648 papers. Leaked.

Most ML pipelines leak. Most teams don't know.

Thirty fields. Published and cited before anyone noticed. Not sloppy code. Structural errors the tools made invisible.

648: Kapoor & Narayanan, living survey (2025). 329: arXiv preprint (2022). 294: published in Patterns (2023).

The numbers looked right. The predictions didn't replicate. The tools never flagged it because they weren't designed to. Leakage isn't a bug. It's a missing type.

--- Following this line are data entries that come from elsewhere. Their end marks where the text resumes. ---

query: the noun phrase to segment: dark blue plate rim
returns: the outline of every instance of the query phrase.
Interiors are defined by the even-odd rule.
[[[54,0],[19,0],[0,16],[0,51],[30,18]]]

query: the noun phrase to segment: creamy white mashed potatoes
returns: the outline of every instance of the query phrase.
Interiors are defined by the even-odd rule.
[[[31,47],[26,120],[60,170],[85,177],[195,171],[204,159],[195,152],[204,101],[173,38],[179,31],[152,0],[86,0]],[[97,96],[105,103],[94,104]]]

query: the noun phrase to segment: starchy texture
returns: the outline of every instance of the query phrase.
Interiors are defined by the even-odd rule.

A Grammar of Machine Learning Workflows

Roth, S. (2026). EPAGOGY. arXiv:2603.10742

The problem

648 published papers across 30 scientific fields contain data leakage (Kapoor & Narayanan, 2025). The predictions looked right. They didn't replicate. The dominant response has been documentation: checklists, linters, best-practice guides. Documentation reduces errors but does not close structural failures. You can follow every checklist and still leak — because the tools never made the wrong thing impossible.

Why a grammar

Every domain that needed to compose complex artifacts eventually developed a grammar. Chomsky decomposed language into phrase rules (1957). Bertin decomposed cartography into seven retinal variables (1967). Codd decomposed databases into eight relational operators (1970). Wickham decomposed statistical graphics into layers, scales, and coordinates (2010). A grammar is not aspirational — it is an artifact of maturity.

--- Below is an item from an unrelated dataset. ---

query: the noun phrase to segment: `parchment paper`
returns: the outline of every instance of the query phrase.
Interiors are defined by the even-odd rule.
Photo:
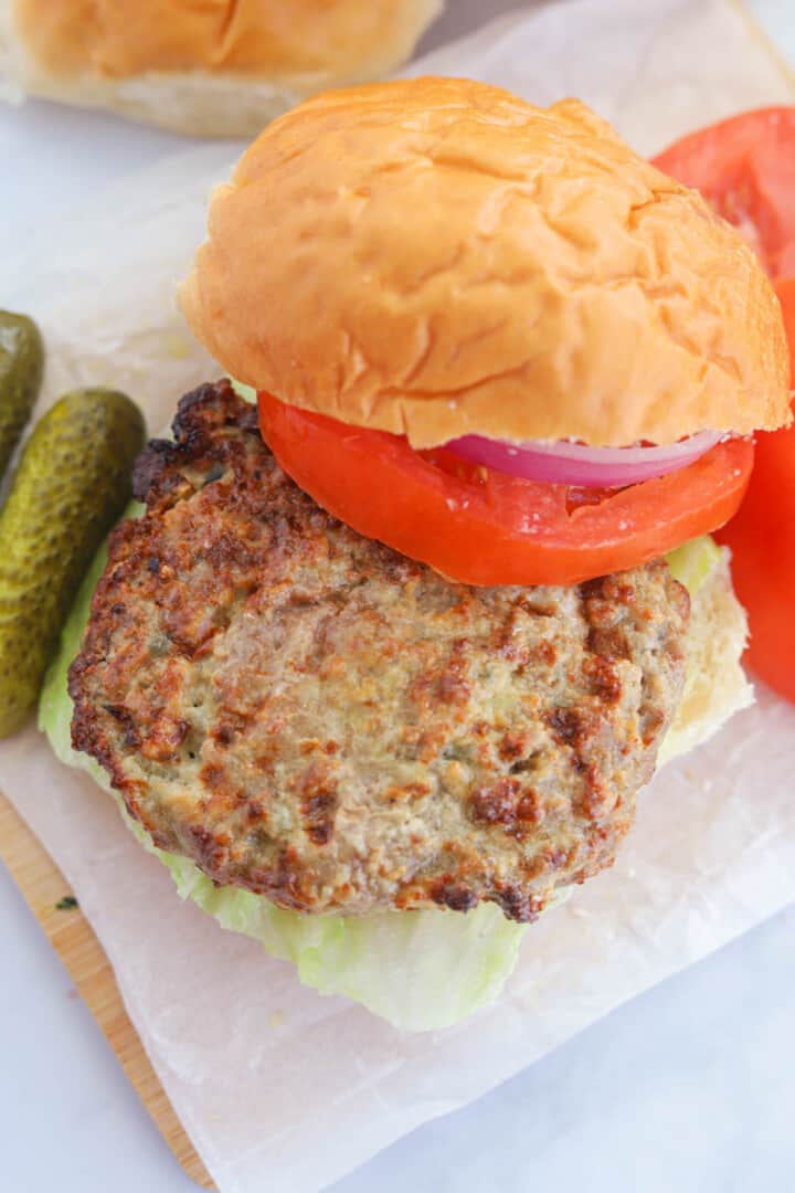
[[[536,5],[421,67],[540,103],[578,93],[644,152],[793,99],[785,72],[719,0]],[[44,403],[110,382],[159,429],[182,390],[217,372],[181,327],[173,283],[234,156],[225,144],[172,159],[39,241],[35,258],[5,261],[4,303],[30,309],[48,341]],[[0,748],[0,785],[73,884],[222,1193],[331,1182],[777,911],[795,897],[794,773],[795,709],[762,692],[658,775],[615,869],[532,929],[495,1008],[411,1037],[304,990],[288,965],[181,904],[113,803],[37,733]]]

Machine learning has libraries, frameworks, and AutoML systems. It does not have a grammar. This paper proposes one: 8 kernel primitives connected by a typed directed acyclic graph (DAG), with four hard constraints that reject the two most damaging leakage classes at call time.

The core contribution

Every ML workflow has two fundamentally different operations: evaluate (cheap, repeatable, drives iteration) and assess (terminal, once, seals commitment). Every practitioner knows this distinction. No framework enforced it — until now.

The grammar's central mechanism is the terminal assess constraint: assess() returns a nominally distinct Evidence type, not Metrics. A second call on the same hold-out test set raises. This is not a convention. It is a guard that fires at call time. The wrong workflow does not produce a wrong answer — it does not run.

What exists today

sklearn prevents some preprocessing leakage inside Pipeline. It has no evaluate/assess distinction and no structural rejection mechanism. tidymodels enforces per-fold preprocessing through recipes — the closest prior work and an important predecessor. It does not enforce terminal assess. mlr3 provides formally typed PipeOps, a composition model but not a grammar. NBLyzer tracks partition labels through abstract interpretation with 93% precision — but detects leakage after the workflow is written, not at call time.

No existing framework enforces the evaluate/assess boundary. That is the gap this grammar fills.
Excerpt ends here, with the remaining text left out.